Según el doctor Carlos Morínigo, el paciente llegó el martes hasta el Instituto Nacional de Enfermedades Respiratorias y del Ambiente (Ineram) luego de que sus padres detectaron que presentaba dificultad para respirar, chillido de pecho y babeo excesivo. Hoy, el niño fue dado de alta con buen estado de salud.
“El paciente presentaba los signos clásicos, estridor laríngeo al inspirar, retracción supraesternal y babeo. Él se encontraba previamente sano sin ningún síntoma. Cuando ingresamos, encontramos atascado el maíz en subglotis a punto de obstruir totalmente la tráquea”, confirmó el médico en sus redes sociales.
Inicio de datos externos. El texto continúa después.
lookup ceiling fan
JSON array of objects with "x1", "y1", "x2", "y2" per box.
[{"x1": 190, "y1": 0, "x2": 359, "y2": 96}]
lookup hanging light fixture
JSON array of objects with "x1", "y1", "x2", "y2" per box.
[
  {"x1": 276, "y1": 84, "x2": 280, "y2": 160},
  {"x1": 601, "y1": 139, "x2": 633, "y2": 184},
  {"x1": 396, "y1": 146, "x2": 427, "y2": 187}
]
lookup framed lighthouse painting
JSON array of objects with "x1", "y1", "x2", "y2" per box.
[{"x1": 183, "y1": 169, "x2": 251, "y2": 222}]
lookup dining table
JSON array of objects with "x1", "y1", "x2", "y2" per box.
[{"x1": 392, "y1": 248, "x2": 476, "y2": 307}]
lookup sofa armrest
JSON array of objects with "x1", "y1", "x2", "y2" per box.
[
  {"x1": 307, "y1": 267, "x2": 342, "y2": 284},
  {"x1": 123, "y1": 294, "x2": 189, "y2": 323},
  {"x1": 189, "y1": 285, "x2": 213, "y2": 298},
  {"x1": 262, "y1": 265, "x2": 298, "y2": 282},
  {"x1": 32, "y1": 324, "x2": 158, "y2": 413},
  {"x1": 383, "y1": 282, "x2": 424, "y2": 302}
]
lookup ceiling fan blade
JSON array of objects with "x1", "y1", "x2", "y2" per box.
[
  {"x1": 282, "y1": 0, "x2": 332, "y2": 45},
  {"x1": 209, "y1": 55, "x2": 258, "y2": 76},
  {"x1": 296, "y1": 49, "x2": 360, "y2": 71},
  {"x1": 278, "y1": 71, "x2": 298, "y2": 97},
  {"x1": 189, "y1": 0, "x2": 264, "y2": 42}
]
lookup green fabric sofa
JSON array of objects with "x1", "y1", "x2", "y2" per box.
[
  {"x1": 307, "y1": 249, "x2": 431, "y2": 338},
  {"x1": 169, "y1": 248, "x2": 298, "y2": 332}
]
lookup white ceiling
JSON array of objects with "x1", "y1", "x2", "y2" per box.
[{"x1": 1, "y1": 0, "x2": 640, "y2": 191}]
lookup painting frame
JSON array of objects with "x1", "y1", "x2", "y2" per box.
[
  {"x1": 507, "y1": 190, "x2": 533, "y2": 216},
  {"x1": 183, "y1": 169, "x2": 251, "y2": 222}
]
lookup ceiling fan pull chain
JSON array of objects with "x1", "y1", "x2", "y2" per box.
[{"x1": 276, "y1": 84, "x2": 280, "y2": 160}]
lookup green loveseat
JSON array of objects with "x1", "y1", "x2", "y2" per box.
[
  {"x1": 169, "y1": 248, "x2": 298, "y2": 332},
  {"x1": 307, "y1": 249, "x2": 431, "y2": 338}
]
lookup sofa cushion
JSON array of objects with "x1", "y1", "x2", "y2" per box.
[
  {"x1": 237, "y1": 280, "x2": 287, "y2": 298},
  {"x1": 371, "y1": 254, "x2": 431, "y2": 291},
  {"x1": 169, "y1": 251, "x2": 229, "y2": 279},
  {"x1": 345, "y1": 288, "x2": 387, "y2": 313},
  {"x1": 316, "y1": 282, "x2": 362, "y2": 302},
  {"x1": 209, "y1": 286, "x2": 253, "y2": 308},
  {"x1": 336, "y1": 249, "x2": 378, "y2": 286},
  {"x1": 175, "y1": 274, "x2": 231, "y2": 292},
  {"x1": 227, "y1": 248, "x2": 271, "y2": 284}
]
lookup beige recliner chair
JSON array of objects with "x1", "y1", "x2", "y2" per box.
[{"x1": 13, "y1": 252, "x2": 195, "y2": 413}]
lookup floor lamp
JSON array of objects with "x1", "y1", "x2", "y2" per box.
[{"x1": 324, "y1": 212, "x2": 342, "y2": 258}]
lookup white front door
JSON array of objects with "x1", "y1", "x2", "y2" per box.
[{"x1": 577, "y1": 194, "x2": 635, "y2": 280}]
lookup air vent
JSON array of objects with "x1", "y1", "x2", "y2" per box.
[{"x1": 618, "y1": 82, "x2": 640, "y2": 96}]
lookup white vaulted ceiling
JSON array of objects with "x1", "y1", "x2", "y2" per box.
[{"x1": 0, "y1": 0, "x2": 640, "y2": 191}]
Resaltó sobre la importancia de que los médicos hablen con los padres del paciente para poder obtener mejores detalles sobre la situación. “Para la formación de los médicos es importante la empatía y el interrogatorio asertivo, el conocimiento de la semiología respiratoria es fundamental, esto llevó al buen diagnóstico del colega”, aclaró.
Indicó que actualmente el paciente se encuentra estable y fuera de peligro, por lo que fue dado de alta y ya está en su casa. “El niñito llegó a la urgencia con dificultad respiratoria y ruidos al respirar, se observa inflamación importante después de 18 horas post evento. El niño está súperbien y en su casa”, puntualizó.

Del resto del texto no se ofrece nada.